Тем временем в Москве готовились к завершению «дела Пастернака», писателям рассылались повестки с припиской внизу, что «явка обязательна». Впрочем, об обязательности явки писали всегда. Писатели, которые действительно не захотели идти, не пришли, их по-серьезному не принуждали, разве что самым значительным из них звонил уже упоминавшийся оргсекретарь Союза писателей Воронков, выслушивал объяснения, и дело с концом.

Заведующий Отделом культуры ЦК Поликарпов скандала не планировал, он исходил из предположения, что послушное большинство, как всегда, последует указаниям свыше, и без специального нажима сверху «рвать Пастернака на части» не захотят, он же такого нажима не предусматривал, а потому писатели дежурно отсидят положенное время, дежурно проголосуют за подготовленную в недрах его отдела резолюцию и мирно разойдутся.

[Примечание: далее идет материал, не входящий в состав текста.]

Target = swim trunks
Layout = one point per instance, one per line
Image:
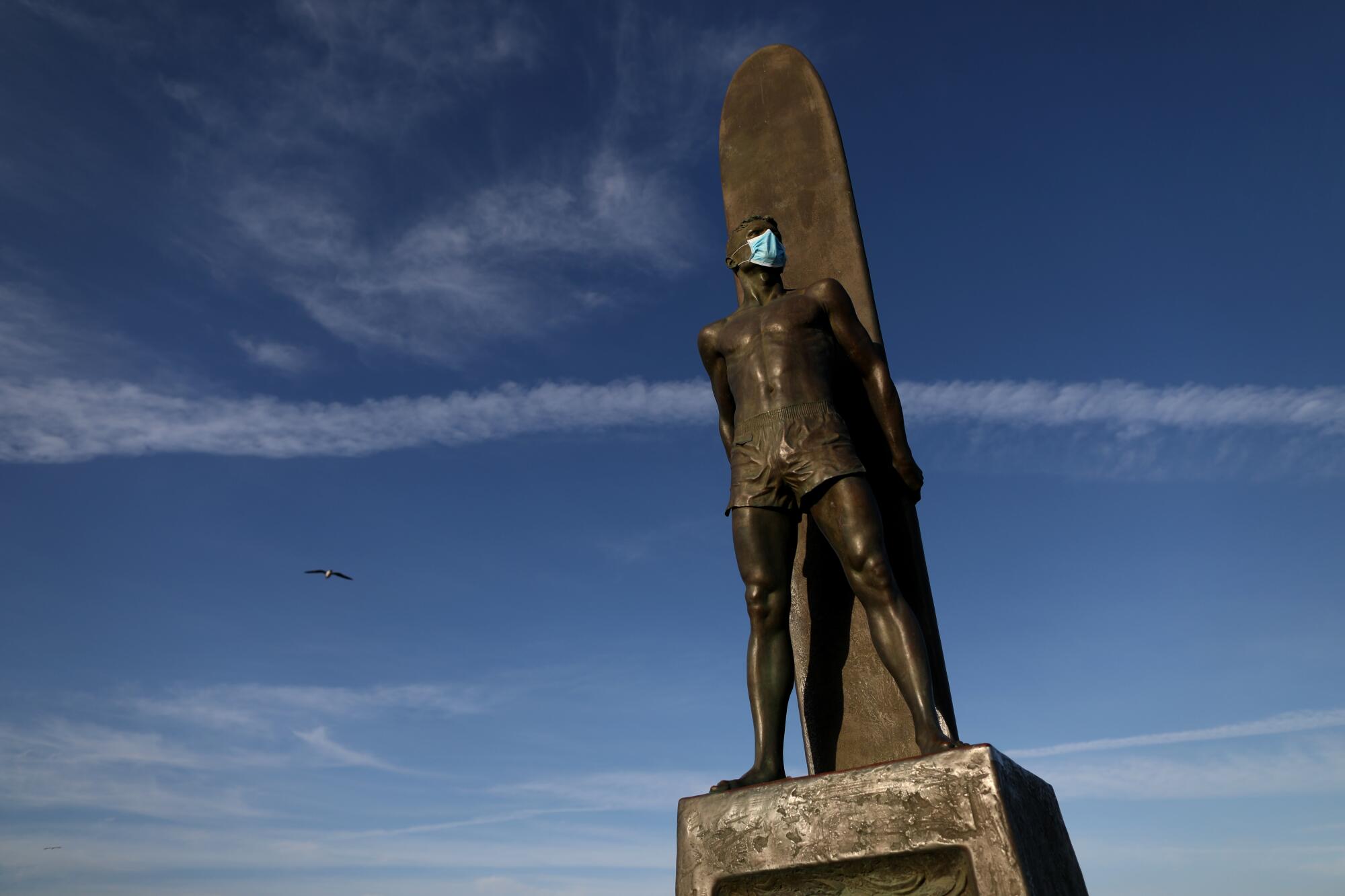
(778, 458)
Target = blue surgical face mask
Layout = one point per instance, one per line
(766, 251)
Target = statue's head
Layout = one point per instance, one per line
(755, 241)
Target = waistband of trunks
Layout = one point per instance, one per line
(779, 415)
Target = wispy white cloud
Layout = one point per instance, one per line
(1281, 724)
(40, 338)
(264, 706)
(283, 154)
(1126, 404)
(276, 356)
(65, 420)
(1307, 766)
(477, 270)
(336, 754)
(611, 790)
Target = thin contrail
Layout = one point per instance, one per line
(1285, 723)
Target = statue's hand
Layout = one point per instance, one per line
(911, 475)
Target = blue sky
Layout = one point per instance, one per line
(411, 291)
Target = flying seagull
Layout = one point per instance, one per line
(329, 573)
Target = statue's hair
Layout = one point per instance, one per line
(751, 218)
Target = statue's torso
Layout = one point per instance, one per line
(778, 354)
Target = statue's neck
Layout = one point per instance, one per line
(761, 286)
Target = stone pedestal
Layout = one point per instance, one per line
(966, 822)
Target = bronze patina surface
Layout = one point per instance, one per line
(781, 154)
(956, 823)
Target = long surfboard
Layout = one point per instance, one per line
(781, 155)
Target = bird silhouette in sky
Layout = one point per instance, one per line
(329, 573)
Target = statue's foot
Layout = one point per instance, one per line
(754, 776)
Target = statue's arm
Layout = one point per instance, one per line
(878, 380)
(718, 368)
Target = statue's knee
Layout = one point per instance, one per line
(767, 603)
(872, 575)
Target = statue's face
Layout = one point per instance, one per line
(739, 239)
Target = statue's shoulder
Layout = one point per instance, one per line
(827, 291)
(709, 337)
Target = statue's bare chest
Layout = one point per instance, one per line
(790, 325)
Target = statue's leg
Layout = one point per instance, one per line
(848, 514)
(765, 540)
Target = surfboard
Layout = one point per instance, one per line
(781, 155)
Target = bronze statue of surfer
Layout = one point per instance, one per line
(771, 365)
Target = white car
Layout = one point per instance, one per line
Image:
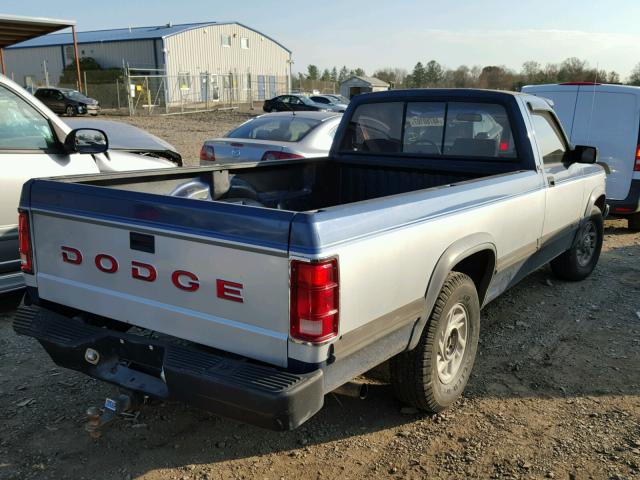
(34, 142)
(607, 117)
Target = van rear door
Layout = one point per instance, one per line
(610, 120)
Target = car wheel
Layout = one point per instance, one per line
(580, 260)
(633, 222)
(433, 375)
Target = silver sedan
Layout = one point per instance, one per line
(275, 136)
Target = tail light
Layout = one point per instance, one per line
(24, 242)
(276, 155)
(207, 153)
(314, 300)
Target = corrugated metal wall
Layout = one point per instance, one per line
(28, 62)
(200, 51)
(138, 53)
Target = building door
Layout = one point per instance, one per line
(272, 86)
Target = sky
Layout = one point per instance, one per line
(377, 34)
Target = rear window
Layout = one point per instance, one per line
(434, 129)
(275, 128)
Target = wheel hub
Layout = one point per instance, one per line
(452, 343)
(587, 245)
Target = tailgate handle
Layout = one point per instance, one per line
(142, 242)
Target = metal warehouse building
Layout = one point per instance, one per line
(198, 61)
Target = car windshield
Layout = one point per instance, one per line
(338, 99)
(73, 94)
(275, 128)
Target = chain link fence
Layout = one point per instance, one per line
(133, 93)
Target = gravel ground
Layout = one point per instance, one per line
(555, 393)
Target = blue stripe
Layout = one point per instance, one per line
(253, 226)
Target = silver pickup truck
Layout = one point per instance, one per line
(252, 290)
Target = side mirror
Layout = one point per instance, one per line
(584, 154)
(86, 140)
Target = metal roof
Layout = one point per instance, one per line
(124, 34)
(373, 81)
(15, 29)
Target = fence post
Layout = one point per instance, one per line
(148, 94)
(118, 93)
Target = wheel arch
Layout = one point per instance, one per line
(474, 255)
(596, 198)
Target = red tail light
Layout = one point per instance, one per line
(314, 300)
(24, 243)
(207, 153)
(275, 155)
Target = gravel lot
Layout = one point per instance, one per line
(555, 393)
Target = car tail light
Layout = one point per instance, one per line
(24, 242)
(314, 300)
(275, 155)
(207, 153)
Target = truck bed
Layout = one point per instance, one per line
(297, 186)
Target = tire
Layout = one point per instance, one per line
(578, 262)
(415, 374)
(633, 222)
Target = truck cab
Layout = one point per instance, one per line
(607, 117)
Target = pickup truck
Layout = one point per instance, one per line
(253, 290)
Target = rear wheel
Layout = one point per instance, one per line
(580, 260)
(634, 222)
(433, 375)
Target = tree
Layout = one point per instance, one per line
(418, 75)
(312, 72)
(434, 73)
(573, 70)
(344, 74)
(386, 75)
(326, 75)
(496, 77)
(634, 78)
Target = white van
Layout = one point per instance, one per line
(607, 117)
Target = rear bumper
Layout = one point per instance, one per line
(229, 386)
(629, 205)
(11, 281)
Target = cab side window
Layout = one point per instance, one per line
(22, 127)
(549, 138)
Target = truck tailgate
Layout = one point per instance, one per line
(212, 273)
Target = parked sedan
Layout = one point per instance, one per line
(333, 100)
(34, 142)
(296, 103)
(67, 101)
(275, 136)
(127, 138)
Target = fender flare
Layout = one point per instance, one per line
(593, 198)
(454, 254)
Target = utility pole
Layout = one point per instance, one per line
(46, 73)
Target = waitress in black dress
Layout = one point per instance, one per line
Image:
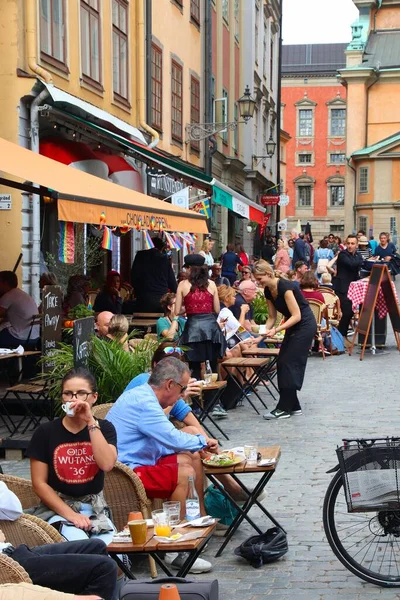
(300, 328)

Еще не отвыкший от «сталинской» дисциплины, Поликарпов не учел ни того, что времена изменились, ни того, что слишком многие из приглашенных жаждали посчитаться с Пастернаком, одни — из давней лично-литературной неприязни, другие — из зависти, пусть к несостоявшемуся, но Нобелевскому лауреату, третьи — чтобы выслужиться. Как водится, выступавших намечали заранее. От желающих «бросить камень в Пастернака» отбоя не было.

Поликарпов бы справился с рвавшимися в бой «своими», но все карты спутали ретивые «комсомольцы». В тот же «роковой» день, 29 октября 1958 года, на юбилейном пленуме молодежной организации, посвященном 40-летию комсомола, ее первый секретарь Семичастный неожиданно для всех обрушился с резкой бранью на Пастернака, сравнил его со свиньей и заявил, что «Пастернак — это внутренний эмигрант, и пусть бы он действительно стал эмигрантом. Я уверен, что и общественность, и правительство никаких препятствий бы ему не чинили…» Доклад Семичастного на следующий день напечатала «Правда», и его слова прозвучали директивой к действию.